More Asiatic influences – this time through a rather minimalistic approach. Using dark aquamarine and crimson, the designer handcrafted her own unique takes on traditional Chinese and Uzbek dresses and kimonos, laying strip after strip of bright red fabric upon simple, straight silhouettes, thus creating new and exciting shapes.
Epaulette work and feathered, origami-like dresses made this abstract and well-put-together collection a real treat.


An ephemeral collection, crafted from the lightest tulle, as if woven from light and spidersilk.
The designer didn’t stop at pure white dresses, however, starting with structured garments of light grey and white and swiftly moving on to dresses resembling nests of exotic birds made from birch and ash tree twigs.
All throughout the collection remained esoteric and otherworldly, with iridescent fabrics shaped exactly to simulate the wind blowing them about, or crumpled together as if to imitate the crimson living tissue of a human heart.


A sensitive, sensual, feminine, yet also practical selection of dresses and Spring coats in deep blacks, tinted whites and gorgeous ocean blues.
These free-flowing shapes immediately brought to mind early Céline with it’s trademark freeing of the feminine body, while garments in deep terracotta and rust colored velvet made the entire thing lovely and delightfully parisian.
A collection for a true budding artist, to craft and shape and create your own reality as one sees fit.


A brutal and beautiful menswear collection inspired by post-punk and synthpop, and realized as a part of an interactive installation.
The looks themselves were brutalist in conception as well – coats and shirts with patterns reminiscent of crocodile skin, army pants and drab-grey boy scout shorts and shirts. Deconstructed longsleeve shirts, tan coats, snow leopard-print vests. Einsturzende Neubaten, or, more precisely, Kraftwerk, would be all over this collection.

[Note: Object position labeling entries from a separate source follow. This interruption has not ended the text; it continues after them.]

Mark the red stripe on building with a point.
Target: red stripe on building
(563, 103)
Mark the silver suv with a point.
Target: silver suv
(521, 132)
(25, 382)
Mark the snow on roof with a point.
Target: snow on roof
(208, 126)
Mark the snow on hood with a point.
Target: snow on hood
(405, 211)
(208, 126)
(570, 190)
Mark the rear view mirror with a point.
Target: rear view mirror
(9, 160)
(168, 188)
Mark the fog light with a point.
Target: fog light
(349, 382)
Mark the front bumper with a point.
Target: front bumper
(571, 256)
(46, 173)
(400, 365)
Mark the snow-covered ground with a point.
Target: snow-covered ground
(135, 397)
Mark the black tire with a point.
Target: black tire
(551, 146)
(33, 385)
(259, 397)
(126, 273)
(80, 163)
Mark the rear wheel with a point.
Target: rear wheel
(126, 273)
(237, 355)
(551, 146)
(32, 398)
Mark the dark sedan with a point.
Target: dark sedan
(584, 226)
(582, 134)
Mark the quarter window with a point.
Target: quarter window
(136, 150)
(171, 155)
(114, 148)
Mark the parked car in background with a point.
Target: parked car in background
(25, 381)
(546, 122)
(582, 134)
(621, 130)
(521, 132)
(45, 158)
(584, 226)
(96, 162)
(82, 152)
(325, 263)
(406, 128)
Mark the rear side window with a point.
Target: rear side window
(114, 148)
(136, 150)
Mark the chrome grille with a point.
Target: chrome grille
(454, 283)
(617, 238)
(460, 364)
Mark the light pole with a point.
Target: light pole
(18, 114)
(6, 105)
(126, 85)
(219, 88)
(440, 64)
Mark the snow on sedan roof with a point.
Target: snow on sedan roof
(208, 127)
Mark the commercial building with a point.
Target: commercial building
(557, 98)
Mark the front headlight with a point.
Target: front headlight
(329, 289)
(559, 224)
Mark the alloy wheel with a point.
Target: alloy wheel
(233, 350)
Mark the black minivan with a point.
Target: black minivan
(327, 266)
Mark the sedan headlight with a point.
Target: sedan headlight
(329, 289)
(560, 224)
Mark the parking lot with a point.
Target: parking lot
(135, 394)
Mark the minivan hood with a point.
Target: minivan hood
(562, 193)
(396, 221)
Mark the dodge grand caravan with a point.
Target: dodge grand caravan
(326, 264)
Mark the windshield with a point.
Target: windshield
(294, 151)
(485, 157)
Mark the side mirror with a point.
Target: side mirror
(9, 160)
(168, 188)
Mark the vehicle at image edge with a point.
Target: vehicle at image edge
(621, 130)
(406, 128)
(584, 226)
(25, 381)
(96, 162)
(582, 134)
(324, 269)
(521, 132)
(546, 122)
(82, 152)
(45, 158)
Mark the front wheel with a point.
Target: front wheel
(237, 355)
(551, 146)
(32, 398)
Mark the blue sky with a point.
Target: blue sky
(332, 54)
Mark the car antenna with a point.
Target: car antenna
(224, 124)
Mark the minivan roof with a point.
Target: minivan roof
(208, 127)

Finally, we got to see the special guest of the evening. An evening wear collection, exquisite in its vast array of sequins and glitter, most of it see thru and holding on a red and black color palette. All models came out sporting army caps, reminding one of the exciting days of Post-Perestroika. Glitter and glitz were the final course of the day, and these ladies were serving it with all they had – yet the collection never felt fetishized or explicit, rather it was coyly erotic with it’s black coats (covering almost complete nudity), bright-red jackets and high-heel black leather boots.
You can expect to see ALISHER’s new creations across all Moscow’s night clubs this Summer.